Stinking to To High Heaven
Ethanol distillers sell the byproducts of the fermenting process as a livestock food mash. Since the distillation process removes much of the starch and sugars (which get converted to energy), the so-called distiller's dried grains with solubles can never take the place of a natural livestock diet.
The mash apparently does contain a large fraction of protein.
Because of the near complete fermentation of starch, the remaining amino acids, fat, minerals and vitamins increase approximately three-fold in concentration compared to levels found in corn. Despite the significant increase in crude protein, the poor amino acid balance of DDGS must be addressed when formulating swine and poultry diets.Putting two and two together, I can imagine how the decomposing protein mash contributes to excess and particularly odorific flatulence production emanating from the livestock. A little-know trade-off for people that live next to turkey and swine farmers that do the mash.

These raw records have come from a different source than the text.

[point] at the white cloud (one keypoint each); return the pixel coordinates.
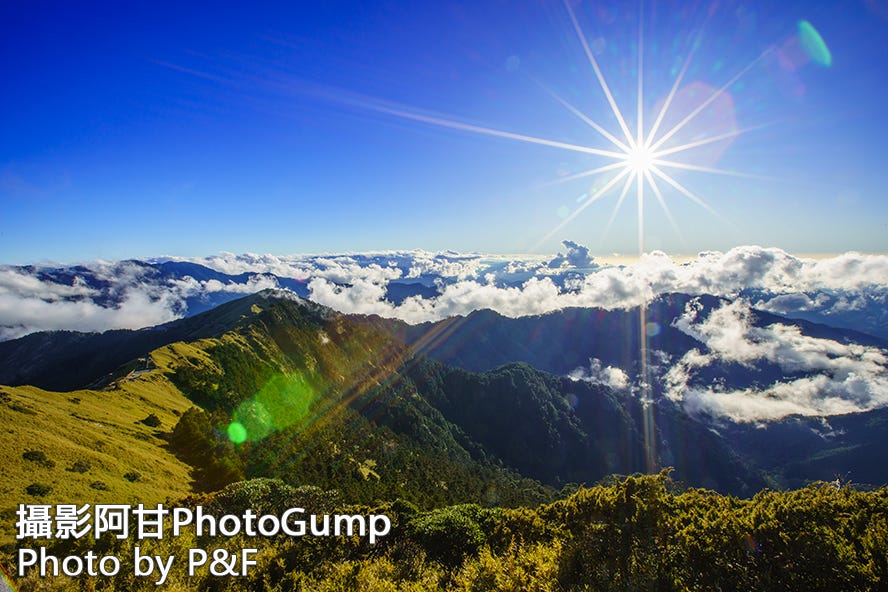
(821, 376)
(513, 286)
(610, 376)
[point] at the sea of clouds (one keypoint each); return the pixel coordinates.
(821, 377)
(100, 295)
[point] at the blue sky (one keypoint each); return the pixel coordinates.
(159, 129)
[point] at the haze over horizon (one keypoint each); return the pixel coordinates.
(139, 132)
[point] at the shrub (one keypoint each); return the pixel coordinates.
(38, 489)
(34, 455)
(151, 421)
(80, 466)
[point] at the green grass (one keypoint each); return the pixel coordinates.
(100, 428)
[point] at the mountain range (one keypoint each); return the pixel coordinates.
(482, 408)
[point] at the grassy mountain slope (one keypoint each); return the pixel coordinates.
(89, 446)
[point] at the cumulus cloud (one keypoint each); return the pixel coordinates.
(577, 256)
(853, 288)
(821, 377)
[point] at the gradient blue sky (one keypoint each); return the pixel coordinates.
(148, 129)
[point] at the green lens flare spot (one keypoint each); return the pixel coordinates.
(813, 44)
(237, 433)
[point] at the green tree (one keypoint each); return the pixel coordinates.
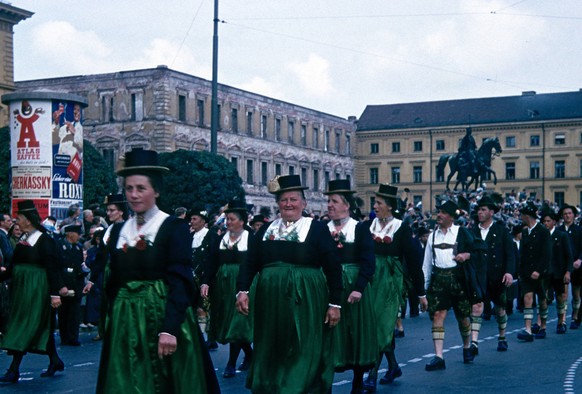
(4, 169)
(199, 179)
(98, 178)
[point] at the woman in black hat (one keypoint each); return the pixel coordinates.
(36, 285)
(152, 343)
(227, 325)
(394, 246)
(297, 297)
(355, 344)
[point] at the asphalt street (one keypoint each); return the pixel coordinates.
(551, 365)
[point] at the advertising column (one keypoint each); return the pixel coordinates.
(46, 148)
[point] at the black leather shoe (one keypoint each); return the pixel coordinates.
(229, 371)
(370, 383)
(435, 364)
(10, 377)
(391, 375)
(52, 369)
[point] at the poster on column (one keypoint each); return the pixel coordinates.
(67, 149)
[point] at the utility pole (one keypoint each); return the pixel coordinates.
(214, 100)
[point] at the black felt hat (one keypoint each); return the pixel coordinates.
(338, 186)
(284, 183)
(488, 202)
(140, 161)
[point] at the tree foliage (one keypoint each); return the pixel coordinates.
(98, 178)
(198, 179)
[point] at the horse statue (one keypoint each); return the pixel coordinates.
(471, 172)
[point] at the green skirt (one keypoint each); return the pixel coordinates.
(226, 324)
(292, 349)
(29, 324)
(129, 358)
(387, 286)
(354, 338)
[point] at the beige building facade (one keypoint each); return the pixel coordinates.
(165, 110)
(540, 137)
(9, 17)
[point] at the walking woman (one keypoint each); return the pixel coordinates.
(219, 280)
(394, 246)
(35, 287)
(355, 344)
(152, 343)
(297, 298)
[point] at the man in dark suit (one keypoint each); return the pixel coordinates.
(536, 254)
(568, 214)
(71, 262)
(560, 267)
(500, 267)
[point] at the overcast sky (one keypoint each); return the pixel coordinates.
(333, 56)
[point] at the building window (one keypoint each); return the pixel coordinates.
(560, 168)
(290, 131)
(132, 117)
(278, 129)
(417, 174)
(374, 176)
(264, 126)
(200, 113)
(303, 176)
(439, 177)
(315, 180)
(509, 171)
(250, 123)
(315, 138)
(534, 170)
(250, 179)
(264, 173)
(181, 108)
(109, 157)
(395, 175)
(559, 198)
(234, 118)
(348, 145)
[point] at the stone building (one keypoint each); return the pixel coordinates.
(540, 137)
(9, 16)
(166, 110)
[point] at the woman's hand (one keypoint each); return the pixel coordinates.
(167, 345)
(332, 316)
(242, 303)
(355, 296)
(204, 290)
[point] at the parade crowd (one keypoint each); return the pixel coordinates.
(300, 296)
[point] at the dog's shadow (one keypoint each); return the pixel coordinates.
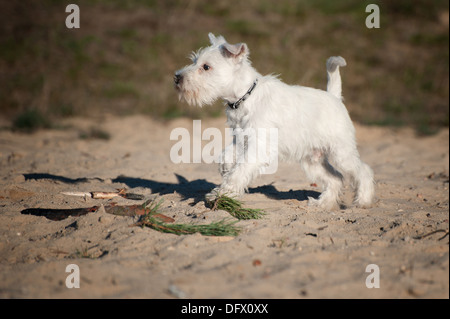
(195, 189)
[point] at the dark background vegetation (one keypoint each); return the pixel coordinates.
(122, 59)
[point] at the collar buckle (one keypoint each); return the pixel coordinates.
(236, 104)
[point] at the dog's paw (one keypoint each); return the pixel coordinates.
(213, 195)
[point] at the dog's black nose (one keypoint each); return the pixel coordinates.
(177, 78)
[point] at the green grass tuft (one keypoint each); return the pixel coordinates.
(220, 228)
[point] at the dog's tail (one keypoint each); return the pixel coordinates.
(334, 85)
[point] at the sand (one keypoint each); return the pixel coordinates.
(295, 251)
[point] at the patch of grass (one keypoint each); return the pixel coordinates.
(220, 228)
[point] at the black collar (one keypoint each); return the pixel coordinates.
(236, 104)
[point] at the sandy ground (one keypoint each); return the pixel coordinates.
(293, 252)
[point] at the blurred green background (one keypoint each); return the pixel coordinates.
(122, 59)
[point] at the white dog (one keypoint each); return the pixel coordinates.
(314, 127)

And as we switch to higher ethanol production in the years to come, things will perhaps just get a general bit smellier.
1 Comments:
Interesting.
The conversion of complex non-digestible carbs into digestable feed via fungus goes like this:
Straw -> oyster mushrooms exposure -> fugusy-straw as feed
A blue-green mold has been tapped by Canadians for taking complex carbs and making sugars yeast an use. I wonder if fungi can take protien and make sugars? IF so, the mash could have a secondary exposure for more sugar conversion.
Of course, this assumes the fuel extraction 'waste' is not 'worth' more as food for critters.